A couple quick links from Gamasutra look interesting enough to get back to later (I think I found them both on Kotaku): Ubisoft’s Clint Hocking on “exploration,” and game designer/theorist Ian Bogost on why we need more boring games.
Also, Game Politics has had a lot of extensive coverage of legislation that would regulate video games. The latest news out of New York is that the state senate passed a bill in just four days, and the state assembly passed a bill (backed by the governor) in just one day. These would fine or imprison retailers for selling certain games to minors. They’re not the exact same bill, though, so the senate and assembly will be looking to compromise on a bill before the legislative session is up on June 21st.
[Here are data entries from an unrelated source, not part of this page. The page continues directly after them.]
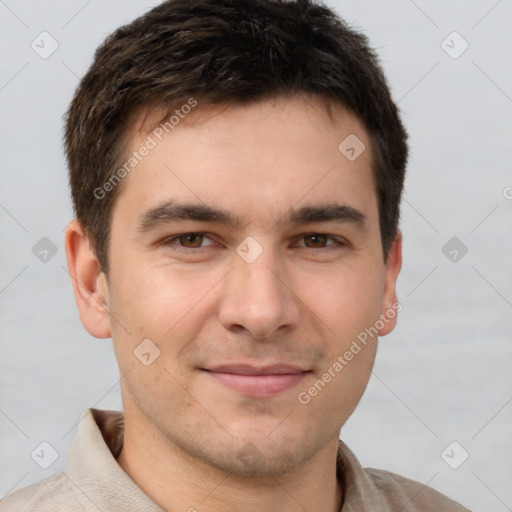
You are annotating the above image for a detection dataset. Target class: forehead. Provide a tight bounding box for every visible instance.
[113,95,376,228]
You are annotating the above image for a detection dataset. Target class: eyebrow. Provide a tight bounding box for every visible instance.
[137,200,368,233]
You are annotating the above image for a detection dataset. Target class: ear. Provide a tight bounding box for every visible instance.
[65,219,111,338]
[379,230,402,336]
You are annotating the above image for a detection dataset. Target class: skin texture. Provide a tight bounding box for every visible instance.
[66,95,401,512]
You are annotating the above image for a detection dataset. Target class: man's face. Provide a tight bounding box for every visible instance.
[103,96,399,475]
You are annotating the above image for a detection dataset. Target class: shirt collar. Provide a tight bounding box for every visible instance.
[65,409,384,512]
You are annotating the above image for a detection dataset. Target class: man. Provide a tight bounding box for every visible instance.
[0,0,472,512]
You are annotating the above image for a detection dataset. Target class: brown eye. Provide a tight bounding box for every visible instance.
[304,233,329,249]
[178,233,204,249]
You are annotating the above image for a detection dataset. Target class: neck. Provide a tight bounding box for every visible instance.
[117,410,343,512]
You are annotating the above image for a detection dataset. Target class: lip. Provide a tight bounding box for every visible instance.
[201,364,310,397]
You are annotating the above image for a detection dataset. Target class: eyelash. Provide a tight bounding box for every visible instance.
[162,231,348,251]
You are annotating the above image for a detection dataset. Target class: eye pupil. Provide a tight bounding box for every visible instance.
[305,233,327,247]
[181,233,203,247]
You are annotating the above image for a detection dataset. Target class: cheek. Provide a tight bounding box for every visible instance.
[303,265,382,341]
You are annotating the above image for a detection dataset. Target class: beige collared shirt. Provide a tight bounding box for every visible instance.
[0,409,469,512]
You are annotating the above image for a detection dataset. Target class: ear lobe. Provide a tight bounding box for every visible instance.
[65,219,111,338]
[379,230,403,336]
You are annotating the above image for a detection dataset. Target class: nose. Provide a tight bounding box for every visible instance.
[219,244,301,338]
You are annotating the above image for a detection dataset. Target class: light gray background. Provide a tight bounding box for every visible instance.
[0,0,512,512]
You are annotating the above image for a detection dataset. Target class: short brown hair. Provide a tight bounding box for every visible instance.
[65,0,408,272]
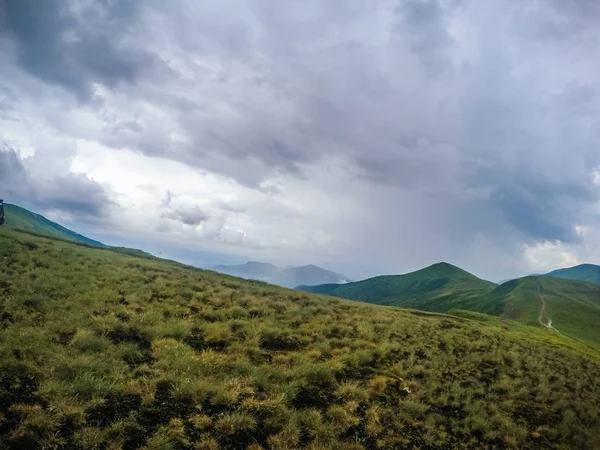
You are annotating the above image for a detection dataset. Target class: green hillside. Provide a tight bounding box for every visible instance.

I was inspired to write about this when I noticed some of the wording of that latter bill, which would make a felony out of selling games to minors which depict “rape, dismemberment, physical torture, mutilation or evisceration of a human being.” Actually, that would include quite a few games; I’ve never seen rape in a game, but you can see (even cartoonish) evisceration and mutilation in a variety of games, I think. What is really worrisome about this, though, is that the only games I can think of offhand which show “physical torture” do so for meaningful purposes, or including to unsettle the player. These include F.E.A.R. (the demo has you coming upon a torture scene which eerily disappears as you get close); Metal Gear Solid (in which your ability to withstand torture determines whether your ally lives or dies); and Splinter Cell: Chaos Theory (in which you come upon bad guys torturing a scientist to death, and then have the option to lay his body down to offer him some “dignity”).
Note that all of these examples feature torture that you witness or experience, but don’t perpetrate. The bill as written makes no distinction between these. I’d write more about this, but I just sent an entire paper about this sort of thing out for review last night, so I’ll let you know how that goes eventually.